No one can follow the bouncing ball which is Sen. Lindsey Graham’s conscience. From “if we nominate Trump, we will get destroyed,” Graham’s moved to abject obedience and golf on demand. Uncharacteristically, he objected loudly to Trump, in his “great and unmatched wisdom,” abandoning our Kurdish allies, who’ve valiantly fought ISIS for us, to slaughter by Turkey’s Erdogan and Syria’s Assad. But Graham says Trump presenting an ultimatum to the Ukrainian president whose soldiers are being killed by Putin’s troops is a “giant nothingburger”? The difference is explained by the latter being a high crime and impeachable, while the former is not, although it should be.

So far, though, McConnell and his minions have only been lying to the press, and the American people. Maybe their consciences will be pricked when they raise their right hands.
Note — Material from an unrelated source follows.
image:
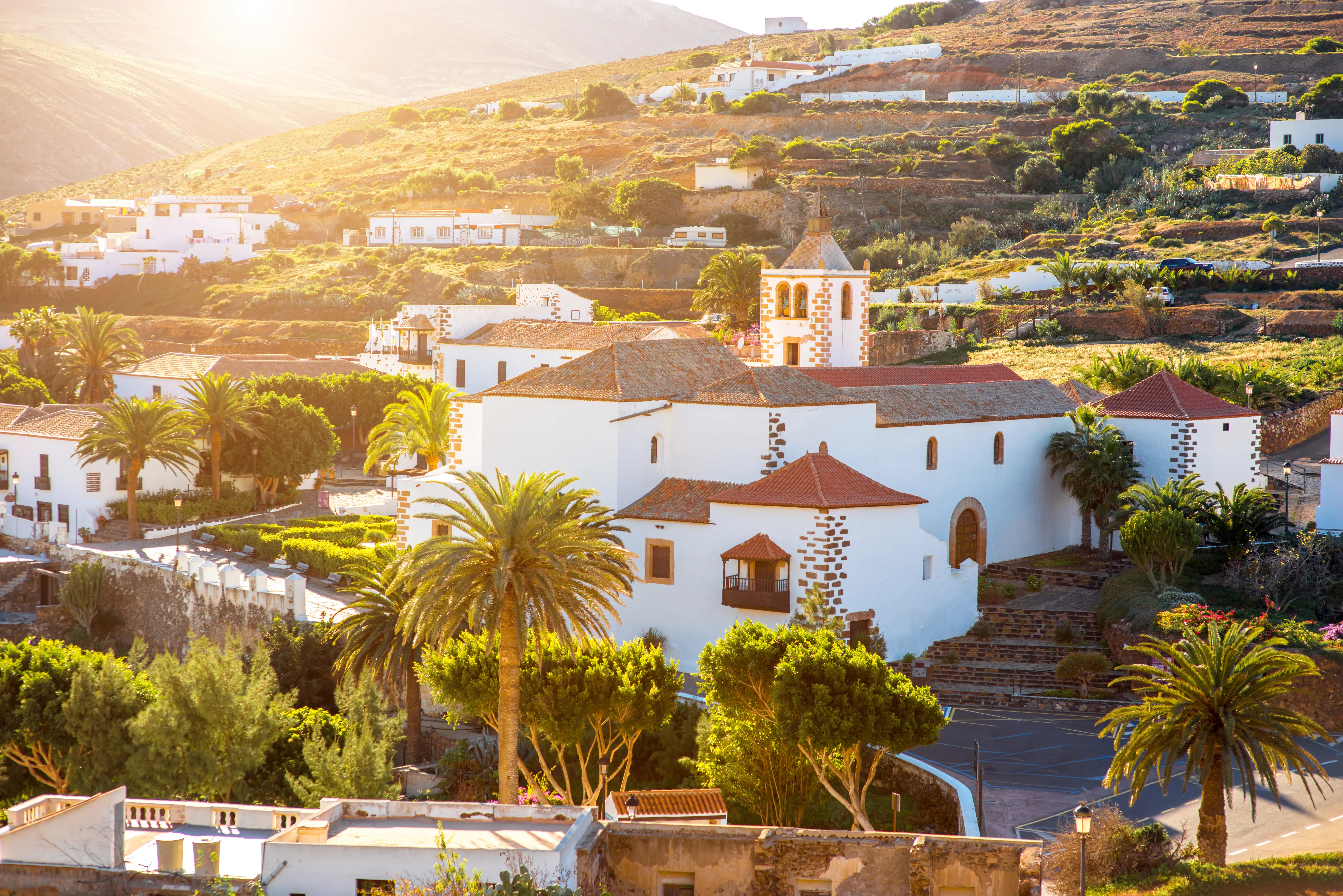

That may do what Trump’s 12,000 lies, acts of unspeakable cruelty to children, firings of anyone with a conscience in favor of more and more of those without, have not done.

According to Daniel Holt, assistant Senate historian, each senator after taking the oath, walks over to the clerk, leans over, and signs an “oath book,” a record to be held in posterity for all time next to previous journals from 1798 on. It makes their role so palpably sacred that some of the most frightened among them may rise to the occasion.